Monitoring Event-Driven Systems at Scale
A practical guide to building comprehensive monitoring and observability for event-driven systems, covering metrics, distributed tracing, alerting strategies, and operational dashboards for maintaining healthy event processing pipelines.
Monitoring an event-driven system is fundamentally different from monitoring a traditional request-response application. In a synchronous system, a request enters, processing occurs, and a response exits. The entire lifecycle is visible in a single trace. In an event-driven system, a single business operation may span multiple services, multiple event channels, and multiple time scales. An order placed at 10:00 AM might not be fully fulfilled until 10:15 AM, after events have flowed through inventory, payment, shipping, and notification services. Understanding what is happening --- and what is going wrong --- requires a different approach to observability.

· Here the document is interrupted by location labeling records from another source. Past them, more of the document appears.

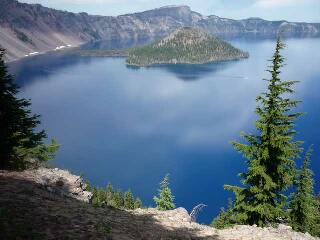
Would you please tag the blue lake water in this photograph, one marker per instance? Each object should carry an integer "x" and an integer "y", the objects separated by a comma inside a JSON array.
[{"x": 131, "y": 126}]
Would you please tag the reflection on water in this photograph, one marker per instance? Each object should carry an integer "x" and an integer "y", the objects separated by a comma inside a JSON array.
[
  {"x": 191, "y": 72},
  {"x": 131, "y": 126}
]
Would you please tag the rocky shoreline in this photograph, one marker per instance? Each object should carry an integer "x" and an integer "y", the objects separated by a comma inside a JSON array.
[{"x": 53, "y": 204}]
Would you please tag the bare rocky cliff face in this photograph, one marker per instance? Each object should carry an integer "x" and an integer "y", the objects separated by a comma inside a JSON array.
[
  {"x": 53, "y": 204},
  {"x": 32, "y": 28}
]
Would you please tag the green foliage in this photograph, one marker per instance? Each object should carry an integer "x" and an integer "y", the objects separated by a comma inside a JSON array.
[
  {"x": 270, "y": 153},
  {"x": 137, "y": 203},
  {"x": 20, "y": 143},
  {"x": 186, "y": 45},
  {"x": 225, "y": 217},
  {"x": 113, "y": 198},
  {"x": 128, "y": 200},
  {"x": 316, "y": 227},
  {"x": 223, "y": 220},
  {"x": 165, "y": 200},
  {"x": 303, "y": 204}
]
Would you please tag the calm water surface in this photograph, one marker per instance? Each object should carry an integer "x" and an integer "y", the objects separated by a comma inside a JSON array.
[{"x": 131, "y": 126}]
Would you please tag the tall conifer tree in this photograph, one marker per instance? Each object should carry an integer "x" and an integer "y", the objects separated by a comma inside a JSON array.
[
  {"x": 303, "y": 205},
  {"x": 19, "y": 141},
  {"x": 270, "y": 153}
]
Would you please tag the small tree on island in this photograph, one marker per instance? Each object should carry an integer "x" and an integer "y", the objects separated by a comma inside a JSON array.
[
  {"x": 165, "y": 199},
  {"x": 270, "y": 153},
  {"x": 19, "y": 140},
  {"x": 303, "y": 207}
]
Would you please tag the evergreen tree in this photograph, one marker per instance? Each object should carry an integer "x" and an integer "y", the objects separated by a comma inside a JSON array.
[
  {"x": 109, "y": 195},
  {"x": 137, "y": 203},
  {"x": 165, "y": 199},
  {"x": 19, "y": 141},
  {"x": 303, "y": 205},
  {"x": 270, "y": 153},
  {"x": 128, "y": 200},
  {"x": 316, "y": 227}
]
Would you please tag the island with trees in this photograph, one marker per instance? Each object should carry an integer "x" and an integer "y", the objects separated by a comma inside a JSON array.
[{"x": 186, "y": 46}]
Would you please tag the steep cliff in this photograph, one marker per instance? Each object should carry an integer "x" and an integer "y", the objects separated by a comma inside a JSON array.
[
  {"x": 51, "y": 204},
  {"x": 30, "y": 28}
]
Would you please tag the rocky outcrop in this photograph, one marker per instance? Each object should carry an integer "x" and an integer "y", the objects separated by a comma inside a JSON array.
[
  {"x": 56, "y": 181},
  {"x": 32, "y": 28},
  {"x": 187, "y": 46},
  {"x": 35, "y": 204}
]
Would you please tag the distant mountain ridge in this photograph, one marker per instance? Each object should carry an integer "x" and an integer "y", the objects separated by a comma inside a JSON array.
[
  {"x": 186, "y": 45},
  {"x": 29, "y": 28}
]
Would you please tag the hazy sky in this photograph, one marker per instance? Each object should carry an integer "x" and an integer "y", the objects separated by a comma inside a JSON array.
[{"x": 293, "y": 10}]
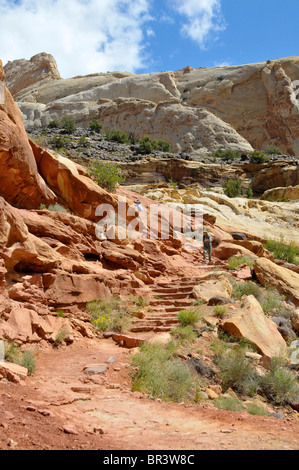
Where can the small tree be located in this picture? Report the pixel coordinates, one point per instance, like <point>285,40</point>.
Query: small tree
<point>106,174</point>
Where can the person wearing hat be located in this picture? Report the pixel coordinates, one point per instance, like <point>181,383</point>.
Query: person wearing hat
<point>207,245</point>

This article outlines a comprehensive monitoring strategy for event-driven systems, with practical TypeScript implementations and operational guidance drawn from experience running real-time event processing platforms like Starburst at scale.
The Three Pillars of Event-Driven Observability
Traditional observability rests on three pillars: metrics, logs, and traces. For event-driven systems, these pillars remain relevant but need to be adapted, and a fourth pillar --- event flow visibility --- becomes equally important.
Metrics in event-driven systems focus on throughput, latency, and lag rather than request rates and response times. The most important metrics are events produced per second, events consumed per second, consumer lag (the difference between the latest produced event and the latest consumed event), and processing duration per event.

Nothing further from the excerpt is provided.